Co by było, gdyby Jezus urodził się w 2016 roku? Jego narodzinom towarzyszyłoby mnóstwo zdjęć. Selfie, "słit fotki" i dziubki. Modnie ubrani trzej królowie przyjechaliby na sebway'u. W feszynowych okularkach, sweterkach i pudłach z podarunkami. Maryja zamiast nabożnej sukni miałaby niebieski sweterek i legginsy. W ręce obowiązkowo kawka! A Józef? Oczywiście ze smartfonem i w kultowej, jeansowej koszuli. Pastuszek słucha muzyki na swoim iPadzie. Nawet krowy dają ekologiczne mleko i jedzą siano bez glutenu.

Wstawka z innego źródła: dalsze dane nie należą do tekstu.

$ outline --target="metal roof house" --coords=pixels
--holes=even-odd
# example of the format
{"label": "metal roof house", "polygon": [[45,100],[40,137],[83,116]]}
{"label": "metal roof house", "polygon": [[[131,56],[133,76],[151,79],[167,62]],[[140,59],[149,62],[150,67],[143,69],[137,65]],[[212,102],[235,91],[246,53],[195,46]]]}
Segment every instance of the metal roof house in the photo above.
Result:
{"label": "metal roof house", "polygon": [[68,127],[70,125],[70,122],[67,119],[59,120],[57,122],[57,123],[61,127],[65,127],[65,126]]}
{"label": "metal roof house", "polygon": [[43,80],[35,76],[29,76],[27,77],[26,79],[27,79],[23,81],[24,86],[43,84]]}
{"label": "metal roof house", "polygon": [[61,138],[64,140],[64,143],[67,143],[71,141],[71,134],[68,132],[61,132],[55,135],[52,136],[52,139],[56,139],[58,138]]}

Materiał, chociaż na pierwszy rzut oka wydaje się zabawny, jest raczej świadomą ironią i świetnym obrazem XXI wieku. Ważne wydarzenia celebrujemy robiąc zdjęcia i zamieszczając je w sieci. Moda zdominowała nasze życie. Jedzenie musi być ekologiczne i bez glutenu. Co z tego, że rodzi się dziecko? Najważniejsze przecież są selfie, kawa i stylowy strój.
Co powiesz na TAKIE Boże Narodzenie?